In de berm grazen schaapjes. Schapen in plaats van gemeentelijke zitmaaiers! Mijn hart maakt een sprongetje van geluk. Rustieker dan ik had durven dromen.
De lucht betrekt en vanuit een bushokje kijkt een mishandelde vrouw mij aan. Op de volgende poster zit iemand weggedoken in een hoek, terwijl op de voorgrond haar geliefde een riem in de aanslag houdt. Stomverbaasd fiets ik door. Een man met een helder geel-paars oog, zijn gezicht beslaat anderhalve meter. Iedere honderd meter wordt de argeloze voorbijganger ingepeperd dat geweld niet vanzelf stopt. Ik stap af en zoek contact met een oudere vrouw met een hondje. Ik vraag haar of Eefde zo gewelddadig is en betrapt kijkt ze me aan.

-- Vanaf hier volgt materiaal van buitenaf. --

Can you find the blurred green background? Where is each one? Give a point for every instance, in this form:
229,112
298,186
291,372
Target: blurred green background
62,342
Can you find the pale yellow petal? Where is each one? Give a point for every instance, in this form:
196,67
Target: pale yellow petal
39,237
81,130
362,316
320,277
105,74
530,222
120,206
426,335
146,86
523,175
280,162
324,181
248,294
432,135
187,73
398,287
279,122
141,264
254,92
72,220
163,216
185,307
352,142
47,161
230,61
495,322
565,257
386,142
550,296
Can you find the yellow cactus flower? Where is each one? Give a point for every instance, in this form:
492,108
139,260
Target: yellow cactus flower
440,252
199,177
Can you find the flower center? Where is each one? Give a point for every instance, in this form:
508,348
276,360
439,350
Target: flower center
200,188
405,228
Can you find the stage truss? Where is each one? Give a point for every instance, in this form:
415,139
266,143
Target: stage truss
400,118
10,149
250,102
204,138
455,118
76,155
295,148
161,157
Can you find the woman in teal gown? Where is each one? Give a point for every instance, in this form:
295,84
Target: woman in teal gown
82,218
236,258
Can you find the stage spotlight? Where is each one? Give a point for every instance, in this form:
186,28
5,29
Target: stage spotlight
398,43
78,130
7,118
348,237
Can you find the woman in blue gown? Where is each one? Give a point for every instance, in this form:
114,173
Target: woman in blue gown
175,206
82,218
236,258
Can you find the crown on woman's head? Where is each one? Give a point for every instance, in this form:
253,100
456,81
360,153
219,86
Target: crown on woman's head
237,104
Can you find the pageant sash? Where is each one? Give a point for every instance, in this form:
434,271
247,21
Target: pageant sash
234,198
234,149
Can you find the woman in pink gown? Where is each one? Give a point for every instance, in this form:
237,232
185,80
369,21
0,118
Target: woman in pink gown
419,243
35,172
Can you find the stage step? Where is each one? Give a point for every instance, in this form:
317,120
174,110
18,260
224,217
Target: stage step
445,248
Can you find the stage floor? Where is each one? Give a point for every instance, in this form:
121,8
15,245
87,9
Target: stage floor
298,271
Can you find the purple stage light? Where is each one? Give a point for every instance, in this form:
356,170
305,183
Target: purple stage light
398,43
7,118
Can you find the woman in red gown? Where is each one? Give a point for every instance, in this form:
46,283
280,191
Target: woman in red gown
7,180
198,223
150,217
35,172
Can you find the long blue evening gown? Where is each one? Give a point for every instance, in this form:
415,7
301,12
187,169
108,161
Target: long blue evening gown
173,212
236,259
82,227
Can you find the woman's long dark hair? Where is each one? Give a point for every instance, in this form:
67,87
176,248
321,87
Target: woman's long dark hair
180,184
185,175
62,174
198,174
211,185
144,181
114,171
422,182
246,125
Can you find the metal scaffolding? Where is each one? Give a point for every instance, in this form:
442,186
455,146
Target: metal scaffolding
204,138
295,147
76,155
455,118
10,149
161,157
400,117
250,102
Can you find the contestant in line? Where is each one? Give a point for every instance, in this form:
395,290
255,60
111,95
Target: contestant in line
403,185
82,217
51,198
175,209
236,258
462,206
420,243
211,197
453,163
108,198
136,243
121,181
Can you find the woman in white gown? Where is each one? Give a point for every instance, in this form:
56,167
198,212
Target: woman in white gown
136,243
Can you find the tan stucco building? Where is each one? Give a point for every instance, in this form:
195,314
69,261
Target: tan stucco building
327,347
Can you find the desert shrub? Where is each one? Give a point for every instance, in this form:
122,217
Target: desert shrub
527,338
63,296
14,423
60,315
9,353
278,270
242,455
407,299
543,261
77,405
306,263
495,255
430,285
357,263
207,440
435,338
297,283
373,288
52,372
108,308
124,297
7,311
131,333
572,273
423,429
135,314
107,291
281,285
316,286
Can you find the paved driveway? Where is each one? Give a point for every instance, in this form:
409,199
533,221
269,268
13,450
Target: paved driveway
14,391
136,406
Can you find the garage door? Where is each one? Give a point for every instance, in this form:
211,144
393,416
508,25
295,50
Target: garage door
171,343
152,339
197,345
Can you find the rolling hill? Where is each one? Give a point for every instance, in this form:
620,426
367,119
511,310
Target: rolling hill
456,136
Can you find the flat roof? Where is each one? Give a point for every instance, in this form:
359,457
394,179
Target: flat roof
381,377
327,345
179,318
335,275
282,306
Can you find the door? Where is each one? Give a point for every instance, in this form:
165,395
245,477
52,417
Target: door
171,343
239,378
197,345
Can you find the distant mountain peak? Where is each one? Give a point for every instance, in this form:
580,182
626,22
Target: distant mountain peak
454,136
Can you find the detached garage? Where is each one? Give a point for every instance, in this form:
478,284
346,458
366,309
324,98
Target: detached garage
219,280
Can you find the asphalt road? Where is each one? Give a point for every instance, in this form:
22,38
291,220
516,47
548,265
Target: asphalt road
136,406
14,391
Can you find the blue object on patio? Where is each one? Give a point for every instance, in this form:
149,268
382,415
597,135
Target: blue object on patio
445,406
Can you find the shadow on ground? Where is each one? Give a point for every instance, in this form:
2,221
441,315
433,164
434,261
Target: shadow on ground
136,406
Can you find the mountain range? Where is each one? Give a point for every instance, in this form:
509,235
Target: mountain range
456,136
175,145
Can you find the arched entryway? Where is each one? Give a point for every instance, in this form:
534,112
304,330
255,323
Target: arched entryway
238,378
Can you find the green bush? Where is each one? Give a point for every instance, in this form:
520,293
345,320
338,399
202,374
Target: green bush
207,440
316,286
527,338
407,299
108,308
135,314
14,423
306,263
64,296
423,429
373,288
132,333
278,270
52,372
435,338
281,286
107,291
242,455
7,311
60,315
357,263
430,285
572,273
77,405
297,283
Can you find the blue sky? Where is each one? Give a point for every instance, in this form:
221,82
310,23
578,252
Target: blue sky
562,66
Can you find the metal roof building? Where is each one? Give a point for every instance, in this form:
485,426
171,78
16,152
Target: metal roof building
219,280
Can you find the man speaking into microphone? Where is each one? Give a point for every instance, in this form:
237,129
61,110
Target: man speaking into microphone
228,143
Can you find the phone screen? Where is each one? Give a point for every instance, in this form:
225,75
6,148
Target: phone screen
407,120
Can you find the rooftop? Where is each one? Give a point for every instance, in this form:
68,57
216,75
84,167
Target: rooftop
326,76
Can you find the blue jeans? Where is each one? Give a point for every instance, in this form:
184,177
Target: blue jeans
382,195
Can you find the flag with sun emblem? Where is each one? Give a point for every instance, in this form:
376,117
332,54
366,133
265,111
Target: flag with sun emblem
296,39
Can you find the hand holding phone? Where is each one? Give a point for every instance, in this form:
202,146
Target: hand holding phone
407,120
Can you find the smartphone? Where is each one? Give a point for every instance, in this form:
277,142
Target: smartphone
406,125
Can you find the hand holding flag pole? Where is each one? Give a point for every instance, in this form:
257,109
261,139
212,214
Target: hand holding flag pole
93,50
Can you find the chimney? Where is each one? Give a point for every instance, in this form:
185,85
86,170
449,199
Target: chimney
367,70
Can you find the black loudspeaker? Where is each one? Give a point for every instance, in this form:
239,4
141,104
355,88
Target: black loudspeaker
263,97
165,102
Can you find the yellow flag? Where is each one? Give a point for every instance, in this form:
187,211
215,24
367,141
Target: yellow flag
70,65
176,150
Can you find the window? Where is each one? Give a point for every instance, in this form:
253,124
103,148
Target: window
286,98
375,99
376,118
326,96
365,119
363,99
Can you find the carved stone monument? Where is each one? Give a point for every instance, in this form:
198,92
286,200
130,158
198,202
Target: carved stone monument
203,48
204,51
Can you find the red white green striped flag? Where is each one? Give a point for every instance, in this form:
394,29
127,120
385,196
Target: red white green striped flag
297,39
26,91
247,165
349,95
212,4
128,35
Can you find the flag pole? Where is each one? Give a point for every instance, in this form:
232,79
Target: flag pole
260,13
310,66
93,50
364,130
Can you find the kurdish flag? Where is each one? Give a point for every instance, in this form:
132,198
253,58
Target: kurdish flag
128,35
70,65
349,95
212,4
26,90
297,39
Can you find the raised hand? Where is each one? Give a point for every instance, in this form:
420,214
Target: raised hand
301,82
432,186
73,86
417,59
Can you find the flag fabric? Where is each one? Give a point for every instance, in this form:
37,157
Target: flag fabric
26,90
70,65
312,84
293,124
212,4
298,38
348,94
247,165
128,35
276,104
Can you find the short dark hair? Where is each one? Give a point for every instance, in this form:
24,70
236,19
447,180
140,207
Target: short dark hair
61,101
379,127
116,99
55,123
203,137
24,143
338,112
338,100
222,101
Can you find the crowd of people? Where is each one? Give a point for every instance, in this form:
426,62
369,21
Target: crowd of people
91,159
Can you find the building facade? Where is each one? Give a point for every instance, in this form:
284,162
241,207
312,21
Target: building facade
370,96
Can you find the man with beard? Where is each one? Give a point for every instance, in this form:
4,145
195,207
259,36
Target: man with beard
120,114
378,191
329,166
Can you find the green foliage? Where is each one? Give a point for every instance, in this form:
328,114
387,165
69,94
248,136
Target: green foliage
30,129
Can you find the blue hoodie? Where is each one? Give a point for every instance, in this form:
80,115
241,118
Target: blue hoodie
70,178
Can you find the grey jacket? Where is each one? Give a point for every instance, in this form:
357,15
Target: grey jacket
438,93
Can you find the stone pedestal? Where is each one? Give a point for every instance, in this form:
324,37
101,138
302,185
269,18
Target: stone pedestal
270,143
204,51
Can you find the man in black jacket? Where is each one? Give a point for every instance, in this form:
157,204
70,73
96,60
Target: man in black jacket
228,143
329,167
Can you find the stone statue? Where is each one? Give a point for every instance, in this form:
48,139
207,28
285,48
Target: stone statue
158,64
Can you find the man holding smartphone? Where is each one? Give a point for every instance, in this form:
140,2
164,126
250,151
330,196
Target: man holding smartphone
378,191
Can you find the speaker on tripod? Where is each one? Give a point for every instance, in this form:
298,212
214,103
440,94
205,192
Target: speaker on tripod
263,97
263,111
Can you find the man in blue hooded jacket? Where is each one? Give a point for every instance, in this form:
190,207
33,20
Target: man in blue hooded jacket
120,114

'Meneer, ik voel me zo schuldig. Ik wist van niks.' Tranen vullen haar ogen. 'Nu leg ik iedere nacht mijn oor te luisteren. Het lijkt vredig bij de buren, maar vanzelf stopt het niet zeggen ze. Ik moet iets doen, de hele straat houd ik in de gaten. Hopelijk nemen anderen de andere straten voor hun rekening, want ik ben op van de zenuwen.'
Twee schaapjes komen mekkerend aanlopen. Het lijkt zo sprookjesachtig, maar schijn bedriegt… zeggen ze.